Matthias Ruth has been appointed pro vice-chancellor for research at the University of York. Professor Ruth, who will join York in May, is currently vice-president (research and innovation) at the University of Alberta. Before that, he was director of the School of Public Policy and Urban Affairs at Northeastern University. York has also named Kiran Trehan pro vice-chancellor for partnerships and engagement. Professor Trehan, currently director of the Centre for Women’s Enterprise, Leadership, Economy & Diversity and director of external engagement at the University of Birmingham, will move to York in March. York’s vice-chancellor, Charlie Jeffrey, said the appointments were “of major significance given the importance of these portfolios as we develop a new vision for York that will define the kind of university we want to be in the future”.
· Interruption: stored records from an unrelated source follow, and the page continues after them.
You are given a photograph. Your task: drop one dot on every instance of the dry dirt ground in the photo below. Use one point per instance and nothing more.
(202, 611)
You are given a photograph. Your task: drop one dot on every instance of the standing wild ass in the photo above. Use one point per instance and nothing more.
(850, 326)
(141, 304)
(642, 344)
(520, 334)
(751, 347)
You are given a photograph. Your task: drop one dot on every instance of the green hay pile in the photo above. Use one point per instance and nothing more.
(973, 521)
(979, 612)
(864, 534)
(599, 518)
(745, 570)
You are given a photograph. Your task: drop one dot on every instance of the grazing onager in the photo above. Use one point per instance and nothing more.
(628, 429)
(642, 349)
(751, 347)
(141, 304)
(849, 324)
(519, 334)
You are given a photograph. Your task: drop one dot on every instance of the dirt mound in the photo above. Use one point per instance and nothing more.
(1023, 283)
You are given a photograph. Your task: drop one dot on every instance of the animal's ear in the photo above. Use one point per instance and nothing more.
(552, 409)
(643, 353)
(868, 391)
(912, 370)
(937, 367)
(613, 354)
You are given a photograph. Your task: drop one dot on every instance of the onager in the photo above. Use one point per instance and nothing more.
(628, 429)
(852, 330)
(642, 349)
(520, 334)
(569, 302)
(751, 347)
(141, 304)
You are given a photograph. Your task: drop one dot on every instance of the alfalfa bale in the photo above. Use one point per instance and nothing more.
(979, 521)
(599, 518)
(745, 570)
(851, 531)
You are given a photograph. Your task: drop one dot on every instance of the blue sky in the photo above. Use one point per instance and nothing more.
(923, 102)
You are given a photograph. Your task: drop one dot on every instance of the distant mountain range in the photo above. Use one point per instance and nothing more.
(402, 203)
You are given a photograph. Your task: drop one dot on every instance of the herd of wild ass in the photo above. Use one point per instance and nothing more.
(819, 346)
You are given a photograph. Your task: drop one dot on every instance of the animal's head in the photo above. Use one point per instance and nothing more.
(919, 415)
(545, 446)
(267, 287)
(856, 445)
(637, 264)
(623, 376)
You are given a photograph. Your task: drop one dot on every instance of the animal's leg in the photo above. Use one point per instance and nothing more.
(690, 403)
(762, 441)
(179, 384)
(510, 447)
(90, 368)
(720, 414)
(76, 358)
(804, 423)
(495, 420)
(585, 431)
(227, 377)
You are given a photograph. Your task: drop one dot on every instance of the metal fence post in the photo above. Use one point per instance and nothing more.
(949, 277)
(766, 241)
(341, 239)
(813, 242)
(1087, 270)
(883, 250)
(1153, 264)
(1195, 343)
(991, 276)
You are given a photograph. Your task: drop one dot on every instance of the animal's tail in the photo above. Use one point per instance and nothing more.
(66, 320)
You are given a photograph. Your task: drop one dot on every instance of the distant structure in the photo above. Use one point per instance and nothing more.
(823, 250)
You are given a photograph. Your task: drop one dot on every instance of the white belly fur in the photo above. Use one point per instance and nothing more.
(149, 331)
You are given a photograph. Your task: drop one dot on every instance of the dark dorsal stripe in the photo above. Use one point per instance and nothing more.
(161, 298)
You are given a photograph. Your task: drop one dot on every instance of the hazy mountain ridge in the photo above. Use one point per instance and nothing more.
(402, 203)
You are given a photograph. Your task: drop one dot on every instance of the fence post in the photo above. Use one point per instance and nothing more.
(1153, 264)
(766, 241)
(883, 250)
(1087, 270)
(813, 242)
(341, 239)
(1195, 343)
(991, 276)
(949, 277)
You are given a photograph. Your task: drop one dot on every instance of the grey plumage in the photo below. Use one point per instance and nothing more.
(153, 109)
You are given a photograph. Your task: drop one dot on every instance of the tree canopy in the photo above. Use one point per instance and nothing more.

The University of Texas at Austin has announced that Claudia Mora will be the next dean of its Jackson School of Geosciences. Professor Mora is currently deputy leader of the chemistry division at Los Alamos National Laboratory, and was previous head of the department of earth and planetary sciences at the University of Tennessee-Knoxville. She will move to Austin in February. Maurie McInnis, the university’s provost, said Professor Mora’s “experience in both higher education and leading research and development at one of the top laboratories in the world brings tremendous value to UT Austin”.

Heather Hancock has been elected the first female master of St John’s College, Cambridge, and will take up the role in October 2020. She currently chairs the Food Standards Agency and previously held senior roles at Deloitte and in Whitehall.

Anthony Jenkins has been named the next president of Coppin State University in Baltimore. He will move from his current role as president of West Virginia State University in May.